Why do I do this to myself? Seriously, I've only loved one person and I thought that if I loved her enough that it would be enough to keep her with me even though I saw her drifting away. Then I thought that if I hated her with all of my soul that I could forget about her and move on but that is just not the case. Am I so desperate for love and affection that I go to whomever will give it? Am I so desperate for her that I will forego other potentials for her? Or is it that I am too cowardly or lazy to pursue someone new and build a new relationship from the ground up.

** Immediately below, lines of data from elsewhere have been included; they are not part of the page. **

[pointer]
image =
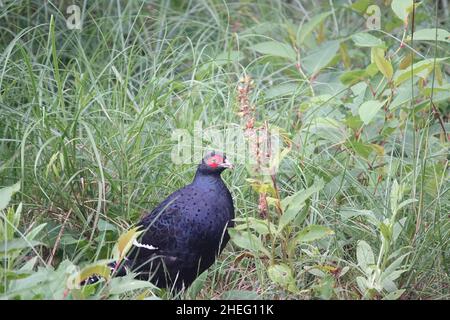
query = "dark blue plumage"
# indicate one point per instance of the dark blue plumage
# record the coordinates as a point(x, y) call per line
point(184, 234)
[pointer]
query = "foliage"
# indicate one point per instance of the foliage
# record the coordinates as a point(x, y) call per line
point(360, 205)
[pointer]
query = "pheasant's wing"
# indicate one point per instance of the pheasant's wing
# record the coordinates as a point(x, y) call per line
point(159, 239)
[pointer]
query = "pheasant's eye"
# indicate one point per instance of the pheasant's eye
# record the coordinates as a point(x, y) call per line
point(214, 161)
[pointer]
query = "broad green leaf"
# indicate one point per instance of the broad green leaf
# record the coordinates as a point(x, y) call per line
point(308, 27)
point(363, 285)
point(394, 266)
point(313, 233)
point(293, 204)
point(422, 69)
point(282, 275)
point(125, 242)
point(275, 48)
point(365, 39)
point(430, 35)
point(402, 8)
point(247, 240)
point(381, 62)
point(361, 148)
point(360, 5)
point(364, 255)
point(320, 57)
point(352, 77)
point(6, 194)
point(368, 110)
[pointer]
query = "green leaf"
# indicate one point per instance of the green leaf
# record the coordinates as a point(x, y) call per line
point(282, 275)
point(308, 27)
point(430, 35)
point(381, 62)
point(104, 225)
point(394, 295)
point(402, 8)
point(365, 39)
point(125, 242)
point(421, 69)
point(260, 226)
point(240, 295)
point(360, 5)
point(17, 244)
point(352, 77)
point(6, 194)
point(99, 268)
point(275, 48)
point(293, 204)
point(281, 90)
point(312, 233)
point(247, 240)
point(122, 285)
point(369, 109)
point(365, 257)
point(395, 196)
point(320, 57)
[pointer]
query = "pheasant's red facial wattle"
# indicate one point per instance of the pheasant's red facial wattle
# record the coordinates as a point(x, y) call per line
point(214, 161)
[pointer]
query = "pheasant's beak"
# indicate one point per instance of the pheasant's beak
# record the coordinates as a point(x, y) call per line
point(226, 164)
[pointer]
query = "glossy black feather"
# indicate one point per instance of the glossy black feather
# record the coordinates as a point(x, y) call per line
point(187, 231)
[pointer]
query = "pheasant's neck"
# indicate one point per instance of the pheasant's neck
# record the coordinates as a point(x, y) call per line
point(208, 180)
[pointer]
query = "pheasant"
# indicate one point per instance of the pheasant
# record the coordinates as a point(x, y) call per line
point(185, 233)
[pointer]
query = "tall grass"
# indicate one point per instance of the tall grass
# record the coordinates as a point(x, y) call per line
point(87, 117)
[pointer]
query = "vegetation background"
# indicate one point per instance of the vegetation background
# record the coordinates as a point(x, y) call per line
point(359, 207)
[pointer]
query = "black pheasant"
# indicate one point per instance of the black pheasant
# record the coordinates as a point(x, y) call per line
point(184, 234)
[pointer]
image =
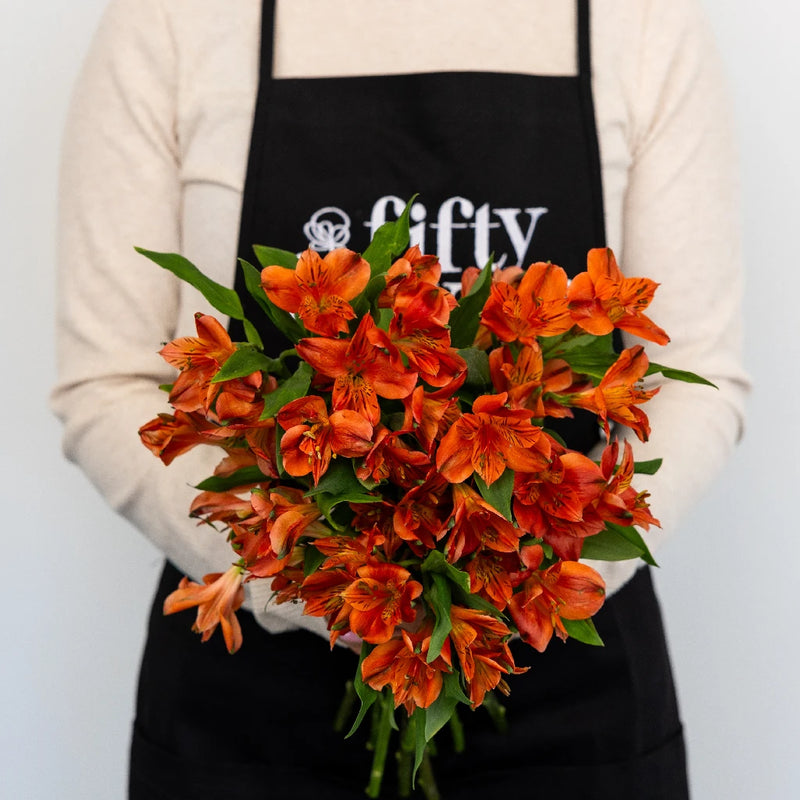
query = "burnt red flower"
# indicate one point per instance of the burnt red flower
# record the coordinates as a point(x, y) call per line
point(602, 299)
point(489, 440)
point(363, 368)
point(217, 602)
point(566, 590)
point(381, 598)
point(318, 289)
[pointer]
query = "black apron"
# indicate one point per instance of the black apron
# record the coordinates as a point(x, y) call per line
point(505, 164)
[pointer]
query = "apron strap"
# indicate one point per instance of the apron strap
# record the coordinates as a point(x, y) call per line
point(587, 105)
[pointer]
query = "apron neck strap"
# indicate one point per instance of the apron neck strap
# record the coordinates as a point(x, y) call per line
point(267, 40)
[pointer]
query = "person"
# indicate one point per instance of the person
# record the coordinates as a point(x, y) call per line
point(530, 130)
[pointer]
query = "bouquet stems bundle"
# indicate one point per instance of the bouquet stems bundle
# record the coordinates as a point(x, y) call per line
point(393, 470)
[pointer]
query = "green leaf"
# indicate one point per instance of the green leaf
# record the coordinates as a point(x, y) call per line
point(290, 327)
point(478, 375)
point(616, 543)
point(678, 375)
point(312, 558)
point(339, 485)
point(389, 241)
point(242, 477)
point(588, 355)
point(498, 494)
point(275, 257)
point(436, 563)
point(366, 695)
point(631, 534)
point(421, 720)
point(244, 361)
point(609, 546)
point(648, 467)
point(291, 389)
point(222, 298)
point(438, 597)
point(252, 334)
point(466, 316)
point(441, 710)
point(583, 630)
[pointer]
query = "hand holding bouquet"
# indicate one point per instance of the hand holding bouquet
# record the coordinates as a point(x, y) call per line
point(392, 469)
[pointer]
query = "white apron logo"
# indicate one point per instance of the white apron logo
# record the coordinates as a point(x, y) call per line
point(327, 229)
point(457, 216)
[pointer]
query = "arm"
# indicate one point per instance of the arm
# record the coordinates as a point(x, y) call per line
point(120, 187)
point(681, 228)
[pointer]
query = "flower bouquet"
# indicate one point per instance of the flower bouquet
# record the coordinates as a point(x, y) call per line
point(393, 470)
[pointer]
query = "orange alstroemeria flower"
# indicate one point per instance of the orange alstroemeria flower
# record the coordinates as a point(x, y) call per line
point(430, 415)
point(318, 289)
point(528, 380)
point(381, 598)
point(199, 358)
point(363, 368)
point(490, 439)
point(476, 525)
point(168, 436)
point(616, 397)
point(512, 275)
point(217, 603)
point(557, 504)
point(409, 270)
point(536, 307)
point(620, 503)
point(322, 594)
point(419, 330)
point(422, 515)
point(391, 459)
point(403, 664)
point(566, 590)
point(490, 576)
point(602, 299)
point(480, 642)
point(289, 519)
point(312, 437)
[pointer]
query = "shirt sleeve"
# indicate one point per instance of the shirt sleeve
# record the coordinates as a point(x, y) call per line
point(681, 228)
point(121, 187)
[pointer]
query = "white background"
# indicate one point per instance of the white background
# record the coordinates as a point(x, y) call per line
point(76, 580)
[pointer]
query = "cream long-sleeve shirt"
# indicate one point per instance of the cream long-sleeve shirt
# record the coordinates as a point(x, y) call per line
point(155, 153)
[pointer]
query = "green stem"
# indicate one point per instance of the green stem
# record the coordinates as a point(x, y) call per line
point(345, 711)
point(381, 744)
point(426, 779)
point(497, 711)
point(405, 755)
point(457, 732)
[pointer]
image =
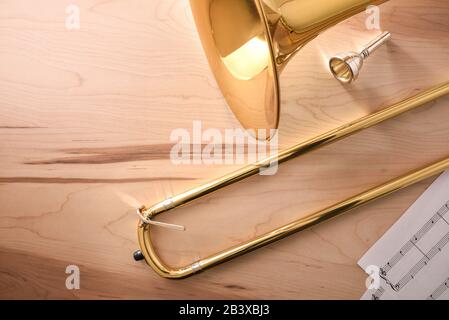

How do you go from Love to Friends in under 3 minutes? Is there such a thing? More to the question, how do you pretend to just be the friend? You know you don't want to hurt them so you don't tell them everything but at the same time, you want to because you want them to hurt like you do. Take the high road...Make them pay in the end. Everything comes back.

Tuesday, May 27, 2008

Dreams

Do dreams matter? Do they motivate us to do better in life? What separates dreams and goals?
What is the difference between selfishness and aspiration? virtuousness and pettiness? or immorality and ethical?

I have some dreams:
I want to graduate with a 3.5 I want to get accepted into The Columbia Law Program where I will debate intelligently with my classmates. My first year I want to qualify and pass my CPA exam. My second summer I want to get accepted into an internship where I will bear witness to the discussions of big business deals. I want to be debt free by 35. I want to enjoy my life. I want to travel the world limitlessly. I want privacy. I want to play the business game: taking what you want by manipulation and force. Allowing another person no choice but the one you delegate. I want to make money in my sleep. I want to own lots of land and rent it out to others. I want Power. I want a BMW 5 series and a motorcycle. I want to be able to see something on tv and say well that product looks nice, let's buy the majority stock of that company to turn the profit.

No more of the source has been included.